> This was the rationale behind password change frequency rules too. If I can try 100 passwords per day, and I'm sure you've picked 1 of 1000000 passwords I have a good chance to find which one in a few years. But if you're forced to change it every 6 months then I'll never have more than a small chance to get it.

This is not how probability works. Password rotation is intended to prevent long term compromises from existing due to a leaked password. I'd debate if this actually has any effect, but that's another matter entirely.

>This is not how probability works. Password rotation is intended to prevent long term compromises from existing due to a leaked password. I'd debate if this actually has any effect, but that's another matter entirely.

Yes it is. Let's up the number to 1000 passwords per day. That means that I can check all passwords in the space in 1000 days, or 3 years. In other words, after 1000 days, there is a 100% chance I can access your account.
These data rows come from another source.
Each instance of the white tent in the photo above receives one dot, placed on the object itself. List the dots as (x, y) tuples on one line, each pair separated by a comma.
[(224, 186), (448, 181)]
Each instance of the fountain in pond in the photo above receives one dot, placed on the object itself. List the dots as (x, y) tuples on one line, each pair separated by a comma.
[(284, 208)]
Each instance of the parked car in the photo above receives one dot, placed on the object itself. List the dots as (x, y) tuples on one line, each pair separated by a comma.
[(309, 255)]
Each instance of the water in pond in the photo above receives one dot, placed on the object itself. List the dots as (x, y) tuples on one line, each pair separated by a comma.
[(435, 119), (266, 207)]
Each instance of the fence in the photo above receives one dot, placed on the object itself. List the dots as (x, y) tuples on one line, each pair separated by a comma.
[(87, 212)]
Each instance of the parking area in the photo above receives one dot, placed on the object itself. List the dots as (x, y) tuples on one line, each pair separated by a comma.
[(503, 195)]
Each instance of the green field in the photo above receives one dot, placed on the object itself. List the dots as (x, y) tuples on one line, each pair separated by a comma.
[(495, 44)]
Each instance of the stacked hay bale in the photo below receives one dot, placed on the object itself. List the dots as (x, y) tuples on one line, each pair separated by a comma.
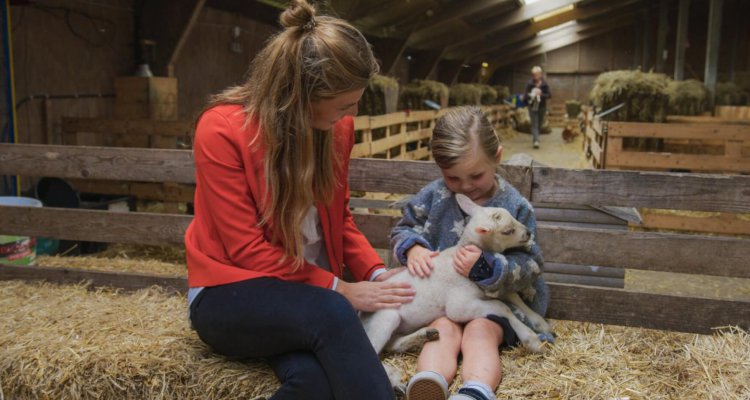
[(464, 94), (503, 92), (489, 94), (687, 97), (380, 96), (730, 94), (415, 93), (644, 95)]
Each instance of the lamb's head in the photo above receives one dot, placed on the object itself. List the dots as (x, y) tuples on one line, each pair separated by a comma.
[(492, 229)]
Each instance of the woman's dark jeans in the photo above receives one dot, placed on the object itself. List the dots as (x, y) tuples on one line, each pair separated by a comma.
[(311, 337)]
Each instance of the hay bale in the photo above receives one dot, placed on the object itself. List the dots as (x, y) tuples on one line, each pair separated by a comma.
[(730, 94), (572, 108), (67, 342), (380, 96), (644, 95), (687, 97), (489, 94), (521, 122), (503, 92), (415, 93), (465, 94)]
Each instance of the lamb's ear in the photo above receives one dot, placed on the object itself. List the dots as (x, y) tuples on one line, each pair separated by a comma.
[(468, 206)]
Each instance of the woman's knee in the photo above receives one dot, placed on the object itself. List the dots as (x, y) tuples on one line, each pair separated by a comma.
[(302, 377), (482, 330)]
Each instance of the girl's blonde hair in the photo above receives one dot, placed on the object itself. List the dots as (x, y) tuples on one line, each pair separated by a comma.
[(312, 58), (459, 133)]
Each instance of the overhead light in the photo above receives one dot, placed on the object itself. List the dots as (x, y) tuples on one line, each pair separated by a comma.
[(552, 13), (557, 28)]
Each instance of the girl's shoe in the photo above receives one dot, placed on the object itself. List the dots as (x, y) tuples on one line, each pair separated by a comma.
[(427, 385)]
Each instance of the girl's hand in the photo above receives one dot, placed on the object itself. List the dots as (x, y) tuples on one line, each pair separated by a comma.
[(373, 296), (419, 261), (465, 258)]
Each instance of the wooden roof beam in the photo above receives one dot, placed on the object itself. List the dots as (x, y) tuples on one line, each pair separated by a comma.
[(481, 47)]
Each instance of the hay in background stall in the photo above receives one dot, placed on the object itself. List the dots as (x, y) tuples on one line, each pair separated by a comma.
[(644, 95), (465, 94), (572, 108), (730, 94), (687, 97), (69, 342), (417, 91), (489, 94), (380, 96), (503, 92)]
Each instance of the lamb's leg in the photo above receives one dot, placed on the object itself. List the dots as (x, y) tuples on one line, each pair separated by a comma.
[(379, 326), (538, 323), (463, 310), (413, 340)]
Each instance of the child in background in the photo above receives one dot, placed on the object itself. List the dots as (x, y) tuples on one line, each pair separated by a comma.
[(467, 150)]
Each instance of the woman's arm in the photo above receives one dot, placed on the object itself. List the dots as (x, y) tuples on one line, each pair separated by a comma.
[(228, 202)]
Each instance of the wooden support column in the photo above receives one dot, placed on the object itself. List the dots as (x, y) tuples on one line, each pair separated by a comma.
[(388, 51), (681, 43), (661, 36), (448, 71), (424, 63), (168, 23), (712, 49)]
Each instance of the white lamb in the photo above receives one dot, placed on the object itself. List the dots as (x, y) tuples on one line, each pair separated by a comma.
[(446, 293)]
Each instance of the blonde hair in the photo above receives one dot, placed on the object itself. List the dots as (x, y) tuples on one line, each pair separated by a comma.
[(312, 58), (457, 133)]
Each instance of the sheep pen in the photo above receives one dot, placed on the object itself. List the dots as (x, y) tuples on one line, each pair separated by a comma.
[(107, 344)]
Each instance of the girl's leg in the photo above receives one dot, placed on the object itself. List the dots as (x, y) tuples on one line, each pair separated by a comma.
[(481, 361), (268, 317)]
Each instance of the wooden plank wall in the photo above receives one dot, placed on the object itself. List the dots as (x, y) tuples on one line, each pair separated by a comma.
[(571, 245)]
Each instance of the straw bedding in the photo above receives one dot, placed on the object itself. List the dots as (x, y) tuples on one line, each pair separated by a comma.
[(68, 342)]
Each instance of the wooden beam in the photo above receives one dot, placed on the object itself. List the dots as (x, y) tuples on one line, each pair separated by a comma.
[(647, 310), (168, 23), (448, 71), (674, 191), (484, 45), (504, 21), (661, 36), (388, 51), (712, 49), (681, 42), (424, 62)]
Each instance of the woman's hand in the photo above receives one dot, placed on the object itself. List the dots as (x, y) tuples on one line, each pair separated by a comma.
[(373, 296), (419, 261), (465, 258)]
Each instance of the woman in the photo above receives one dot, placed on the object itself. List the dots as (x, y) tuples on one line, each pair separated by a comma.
[(537, 92), (272, 229)]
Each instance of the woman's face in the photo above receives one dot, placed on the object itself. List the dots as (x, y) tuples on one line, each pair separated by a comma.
[(473, 176), (327, 112)]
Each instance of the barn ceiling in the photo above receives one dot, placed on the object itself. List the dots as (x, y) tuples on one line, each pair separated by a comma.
[(465, 31)]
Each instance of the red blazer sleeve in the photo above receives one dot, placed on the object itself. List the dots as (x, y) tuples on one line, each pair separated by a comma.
[(359, 256), (221, 176)]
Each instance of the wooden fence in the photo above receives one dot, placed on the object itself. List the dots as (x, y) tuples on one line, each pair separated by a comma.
[(690, 254)]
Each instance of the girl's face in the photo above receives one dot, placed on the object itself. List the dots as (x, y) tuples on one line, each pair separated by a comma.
[(327, 112), (473, 176)]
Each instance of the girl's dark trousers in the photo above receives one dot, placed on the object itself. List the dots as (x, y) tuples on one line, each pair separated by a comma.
[(310, 336)]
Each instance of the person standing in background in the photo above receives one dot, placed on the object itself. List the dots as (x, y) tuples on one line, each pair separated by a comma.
[(536, 95)]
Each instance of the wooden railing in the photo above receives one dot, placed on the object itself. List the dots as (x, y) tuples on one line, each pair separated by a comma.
[(689, 254)]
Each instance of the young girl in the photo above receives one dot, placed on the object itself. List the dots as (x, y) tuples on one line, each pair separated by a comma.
[(272, 229), (467, 150)]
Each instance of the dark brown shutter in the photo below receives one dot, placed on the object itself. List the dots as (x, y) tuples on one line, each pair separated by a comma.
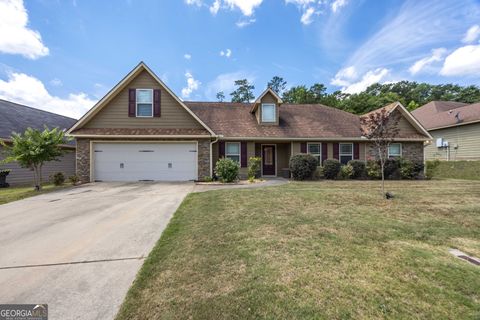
[(356, 151), (336, 150), (221, 149), (324, 151), (243, 154), (156, 102), (131, 102), (303, 147)]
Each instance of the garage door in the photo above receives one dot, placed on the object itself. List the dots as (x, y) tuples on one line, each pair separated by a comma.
[(145, 161)]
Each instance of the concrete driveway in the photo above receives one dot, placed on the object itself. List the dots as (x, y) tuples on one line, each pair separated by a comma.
[(78, 250)]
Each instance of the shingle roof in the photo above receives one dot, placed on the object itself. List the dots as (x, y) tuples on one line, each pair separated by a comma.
[(296, 120), (437, 114), (17, 118)]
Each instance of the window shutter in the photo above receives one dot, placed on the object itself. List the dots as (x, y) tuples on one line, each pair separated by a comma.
[(221, 149), (156, 102), (336, 150), (356, 151), (303, 147), (324, 151), (243, 154), (132, 102)]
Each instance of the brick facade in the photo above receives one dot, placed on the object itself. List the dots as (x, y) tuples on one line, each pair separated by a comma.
[(83, 156)]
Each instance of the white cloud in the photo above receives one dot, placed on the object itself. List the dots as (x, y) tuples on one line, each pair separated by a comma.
[(337, 4), (192, 85), (472, 34), (15, 36), (436, 56), (346, 78), (227, 53), (463, 61), (307, 16), (24, 89)]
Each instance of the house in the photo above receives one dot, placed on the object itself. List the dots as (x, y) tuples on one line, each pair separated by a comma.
[(142, 131), (17, 118), (455, 128)]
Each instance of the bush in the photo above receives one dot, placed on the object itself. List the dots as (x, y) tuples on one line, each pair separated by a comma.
[(346, 171), (302, 166), (58, 178), (358, 167), (227, 169), (431, 165), (373, 169), (254, 164), (74, 179), (331, 168)]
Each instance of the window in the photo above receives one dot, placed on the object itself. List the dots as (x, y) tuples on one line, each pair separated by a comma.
[(268, 112), (346, 152), (144, 103), (315, 149), (395, 150), (232, 151)]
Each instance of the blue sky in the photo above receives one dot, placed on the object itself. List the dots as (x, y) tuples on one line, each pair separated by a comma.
[(63, 56)]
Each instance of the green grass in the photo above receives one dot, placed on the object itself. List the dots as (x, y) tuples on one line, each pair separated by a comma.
[(469, 170), (17, 193), (316, 250)]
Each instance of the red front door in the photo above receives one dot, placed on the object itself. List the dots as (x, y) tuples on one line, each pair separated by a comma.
[(268, 160)]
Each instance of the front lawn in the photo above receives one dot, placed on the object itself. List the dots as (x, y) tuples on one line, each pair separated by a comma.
[(17, 193), (316, 250)]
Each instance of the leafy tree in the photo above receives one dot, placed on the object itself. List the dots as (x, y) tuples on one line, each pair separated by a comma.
[(33, 148), (277, 84), (244, 91), (220, 96), (381, 128)]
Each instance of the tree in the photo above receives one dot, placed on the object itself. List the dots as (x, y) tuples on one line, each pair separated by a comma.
[(33, 148), (220, 96), (244, 91), (277, 84), (381, 127)]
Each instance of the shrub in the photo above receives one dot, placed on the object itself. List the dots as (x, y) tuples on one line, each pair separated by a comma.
[(346, 171), (58, 178), (358, 167), (227, 169), (302, 166), (74, 179), (373, 169), (254, 164), (331, 168), (431, 165)]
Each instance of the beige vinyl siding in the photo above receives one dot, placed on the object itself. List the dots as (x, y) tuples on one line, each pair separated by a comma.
[(23, 176), (465, 137), (115, 113)]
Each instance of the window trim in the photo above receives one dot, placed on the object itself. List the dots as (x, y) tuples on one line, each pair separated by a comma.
[(315, 154), (274, 112), (136, 103), (340, 154), (234, 154), (401, 150)]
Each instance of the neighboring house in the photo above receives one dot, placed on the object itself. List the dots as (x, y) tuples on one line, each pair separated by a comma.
[(142, 131), (17, 118), (455, 128)]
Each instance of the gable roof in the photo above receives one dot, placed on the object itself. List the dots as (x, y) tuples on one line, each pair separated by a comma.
[(444, 114), (121, 85), (15, 117)]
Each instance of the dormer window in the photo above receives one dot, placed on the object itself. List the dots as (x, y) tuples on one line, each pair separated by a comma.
[(268, 112)]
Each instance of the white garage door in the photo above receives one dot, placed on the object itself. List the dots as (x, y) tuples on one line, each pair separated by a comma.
[(145, 161)]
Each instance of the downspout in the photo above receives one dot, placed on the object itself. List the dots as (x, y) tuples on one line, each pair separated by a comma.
[(211, 155)]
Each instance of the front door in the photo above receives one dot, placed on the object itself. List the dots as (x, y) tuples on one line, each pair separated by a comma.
[(268, 160)]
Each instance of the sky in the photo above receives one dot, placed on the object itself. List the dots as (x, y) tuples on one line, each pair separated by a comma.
[(64, 55)]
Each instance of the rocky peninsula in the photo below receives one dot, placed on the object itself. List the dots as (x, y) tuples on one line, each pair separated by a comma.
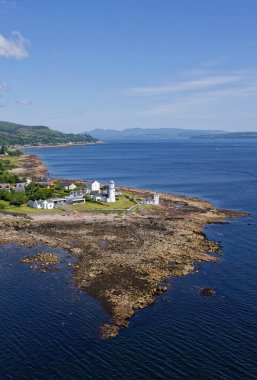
[(123, 259)]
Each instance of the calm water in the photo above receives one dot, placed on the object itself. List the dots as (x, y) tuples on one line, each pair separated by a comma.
[(49, 329)]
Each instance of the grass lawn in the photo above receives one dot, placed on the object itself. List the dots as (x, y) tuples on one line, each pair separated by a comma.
[(122, 203), (27, 210)]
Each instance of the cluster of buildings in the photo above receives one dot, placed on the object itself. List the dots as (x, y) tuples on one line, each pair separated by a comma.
[(92, 190), (20, 186)]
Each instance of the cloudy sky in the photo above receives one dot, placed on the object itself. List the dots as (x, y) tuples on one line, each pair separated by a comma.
[(76, 65)]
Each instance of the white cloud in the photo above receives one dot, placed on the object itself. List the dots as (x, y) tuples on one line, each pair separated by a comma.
[(3, 86), (205, 82), (14, 46), (24, 102)]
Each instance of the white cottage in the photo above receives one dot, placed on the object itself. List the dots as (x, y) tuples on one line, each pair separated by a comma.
[(93, 186), (39, 204), (154, 200)]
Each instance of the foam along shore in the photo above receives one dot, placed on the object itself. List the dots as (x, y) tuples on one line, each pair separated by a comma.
[(124, 260)]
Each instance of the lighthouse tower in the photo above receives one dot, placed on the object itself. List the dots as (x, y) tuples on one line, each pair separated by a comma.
[(156, 199), (111, 192)]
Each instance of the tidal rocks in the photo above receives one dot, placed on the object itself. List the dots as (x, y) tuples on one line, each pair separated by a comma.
[(208, 292), (44, 260)]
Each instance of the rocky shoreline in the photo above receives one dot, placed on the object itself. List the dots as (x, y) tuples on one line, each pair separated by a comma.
[(124, 259)]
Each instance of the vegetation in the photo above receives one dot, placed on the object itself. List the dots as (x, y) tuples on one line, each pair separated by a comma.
[(14, 153), (18, 134), (5, 176)]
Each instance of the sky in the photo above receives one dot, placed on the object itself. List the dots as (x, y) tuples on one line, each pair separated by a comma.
[(77, 65)]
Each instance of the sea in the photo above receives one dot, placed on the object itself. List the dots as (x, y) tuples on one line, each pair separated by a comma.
[(49, 329)]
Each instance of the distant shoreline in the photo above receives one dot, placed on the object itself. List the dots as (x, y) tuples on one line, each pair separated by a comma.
[(56, 146)]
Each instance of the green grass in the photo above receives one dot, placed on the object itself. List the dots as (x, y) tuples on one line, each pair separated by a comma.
[(122, 203), (28, 210)]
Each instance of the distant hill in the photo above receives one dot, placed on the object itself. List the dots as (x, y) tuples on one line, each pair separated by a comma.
[(232, 135), (148, 133), (18, 134)]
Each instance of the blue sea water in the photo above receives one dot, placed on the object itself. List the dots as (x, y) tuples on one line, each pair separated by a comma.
[(49, 328)]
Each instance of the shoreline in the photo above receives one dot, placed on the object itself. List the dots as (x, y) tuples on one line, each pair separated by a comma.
[(125, 260), (57, 145)]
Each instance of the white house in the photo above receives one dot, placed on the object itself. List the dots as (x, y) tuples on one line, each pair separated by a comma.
[(93, 185), (111, 193), (68, 185), (45, 205), (70, 200), (154, 200), (20, 186), (5, 186)]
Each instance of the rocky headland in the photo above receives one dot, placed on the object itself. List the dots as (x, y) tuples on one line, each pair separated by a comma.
[(124, 259)]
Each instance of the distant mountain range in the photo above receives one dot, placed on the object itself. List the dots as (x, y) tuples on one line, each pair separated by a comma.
[(148, 133), (231, 135), (18, 134), (167, 133)]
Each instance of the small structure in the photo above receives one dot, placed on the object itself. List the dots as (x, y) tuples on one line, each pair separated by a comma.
[(111, 193), (68, 185), (58, 201), (28, 180), (93, 185), (98, 198), (77, 193), (39, 204), (5, 186), (70, 200), (154, 200)]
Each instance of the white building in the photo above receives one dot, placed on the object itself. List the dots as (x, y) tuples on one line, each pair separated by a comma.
[(45, 205), (93, 185), (68, 185), (111, 193), (70, 200), (154, 200)]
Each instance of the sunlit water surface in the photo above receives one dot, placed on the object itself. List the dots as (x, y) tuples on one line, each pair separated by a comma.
[(49, 328)]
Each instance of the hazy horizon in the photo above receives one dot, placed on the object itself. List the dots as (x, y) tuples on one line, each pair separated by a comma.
[(78, 66)]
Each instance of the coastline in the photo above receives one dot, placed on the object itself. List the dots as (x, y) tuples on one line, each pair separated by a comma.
[(57, 145), (125, 260)]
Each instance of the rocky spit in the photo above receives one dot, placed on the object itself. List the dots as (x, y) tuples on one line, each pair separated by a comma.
[(125, 259)]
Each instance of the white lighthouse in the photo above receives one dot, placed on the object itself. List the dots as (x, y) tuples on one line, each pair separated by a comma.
[(111, 192)]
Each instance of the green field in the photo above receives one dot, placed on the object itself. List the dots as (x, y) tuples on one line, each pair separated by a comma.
[(27, 210)]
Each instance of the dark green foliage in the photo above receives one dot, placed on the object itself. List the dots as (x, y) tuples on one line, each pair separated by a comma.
[(3, 149), (15, 198), (18, 198), (5, 176), (37, 191), (5, 195), (17, 134)]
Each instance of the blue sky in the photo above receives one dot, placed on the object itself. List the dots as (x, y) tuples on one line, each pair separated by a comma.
[(76, 65)]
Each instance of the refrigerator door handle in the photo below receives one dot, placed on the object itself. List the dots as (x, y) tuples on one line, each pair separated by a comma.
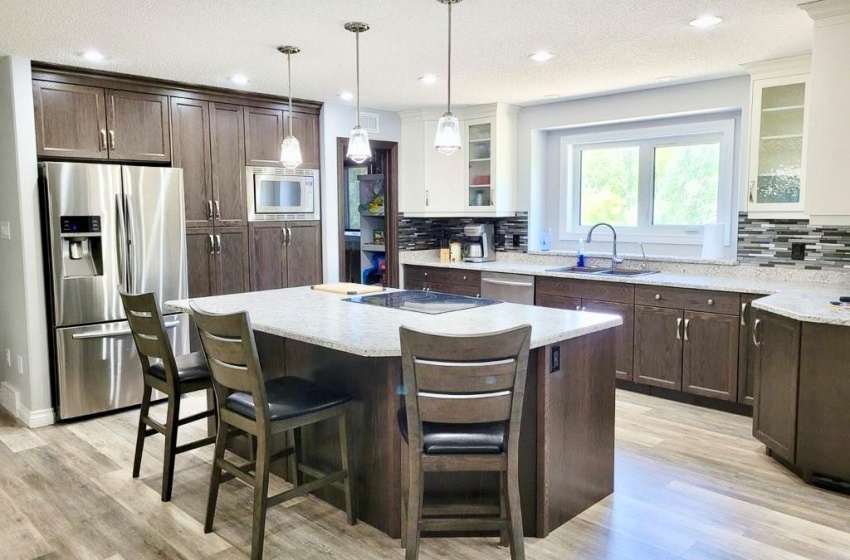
[(116, 334)]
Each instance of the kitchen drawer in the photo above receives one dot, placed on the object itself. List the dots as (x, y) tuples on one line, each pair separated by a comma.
[(693, 300), (444, 276), (599, 290)]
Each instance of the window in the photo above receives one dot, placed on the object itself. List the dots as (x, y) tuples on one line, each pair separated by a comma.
[(667, 181)]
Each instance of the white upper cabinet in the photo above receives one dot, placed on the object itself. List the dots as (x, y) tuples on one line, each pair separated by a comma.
[(479, 180), (778, 136)]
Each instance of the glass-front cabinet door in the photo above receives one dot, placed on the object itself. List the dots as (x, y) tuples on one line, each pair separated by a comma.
[(479, 150), (778, 147)]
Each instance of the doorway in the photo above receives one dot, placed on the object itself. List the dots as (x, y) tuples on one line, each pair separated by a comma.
[(368, 215)]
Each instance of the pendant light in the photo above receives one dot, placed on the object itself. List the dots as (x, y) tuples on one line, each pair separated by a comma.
[(358, 141), (448, 140), (290, 150)]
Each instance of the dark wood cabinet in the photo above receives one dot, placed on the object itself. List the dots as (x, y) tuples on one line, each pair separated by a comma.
[(218, 261), (776, 355), (264, 129), (139, 128), (191, 138), (624, 334), (746, 366), (227, 134), (658, 346), (70, 120), (710, 361), (305, 127), (285, 255)]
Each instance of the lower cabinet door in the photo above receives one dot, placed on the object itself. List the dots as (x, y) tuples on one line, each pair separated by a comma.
[(233, 260), (658, 346), (710, 364), (268, 256), (624, 338), (303, 254), (200, 248), (777, 371)]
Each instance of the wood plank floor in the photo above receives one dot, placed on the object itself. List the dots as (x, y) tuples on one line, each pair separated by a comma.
[(690, 483)]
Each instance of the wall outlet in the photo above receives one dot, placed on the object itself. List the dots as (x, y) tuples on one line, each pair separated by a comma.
[(798, 251)]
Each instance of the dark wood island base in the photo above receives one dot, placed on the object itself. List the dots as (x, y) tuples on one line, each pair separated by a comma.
[(567, 439)]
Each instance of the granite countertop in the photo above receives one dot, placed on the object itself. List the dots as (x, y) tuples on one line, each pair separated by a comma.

If on the other hand, you change your password to a new, random password each day, I have a 1/1000 chance of guessing it each day. Then after 1000 days, I have a 1 - (1 - 1/1000)^1000 chance[1] of knowing your password. That is, each day, I guess your password with P = .1%, so there's a 99.9% chance I don't. Then after 2 days, there's a 99.9% chance for day one, and of the remaining 99.9, there's a 99.9% chance I don't, continue on for 1000 days, and there's a 63.2% chance you ever accessed my account, not 100%.

In short, it converts the password cracking attempts form being correlated to uncorrelated over a long time scale.

[1]: As an aside, note that in this example that is ~1 - 1/e.

> if this actually has any effect

It has the effect of limiting the amount of time that a credential leak can lead to exploit. The focus is on long-term undiscovered compromise using valid credentials. If an attack is not discovered, and the credentials are never changed, the attacker might have access for years. If you're worried about something like corporate espionage, this mitigation is simple and minimal effort.

For really sensitive credentials, I would shrink the rotation period even more. The more often you're forced to do it, the more likely the process will become smoother.

I argue that most compromises are effectively instantaneous. There’s usually little value in being a persistent threat when it takes only a moment to, for example, dump a database or an IMAP folder. Forcing rapid rotations just encourages people to choose weak passwords or store them on post it notes on their screen.

And groups that value persistence (like APTs) rarely depend on passwords to provide it. Instead they map the environment and find a local vulnerability to exploit and create a place to hang out.

One of my employers had the Chinese in their networks for years. We all dutifully changed our passwords every 90 days and it made no difference at all to the Chinese persistence.

Right. The classic is an email account is compromised, a forward to rule is added, and nobody ever notices. It’s a false sense of security if preventing persistence is the goal. Usually instantaneous access is going to be the most disastrous effect anyway.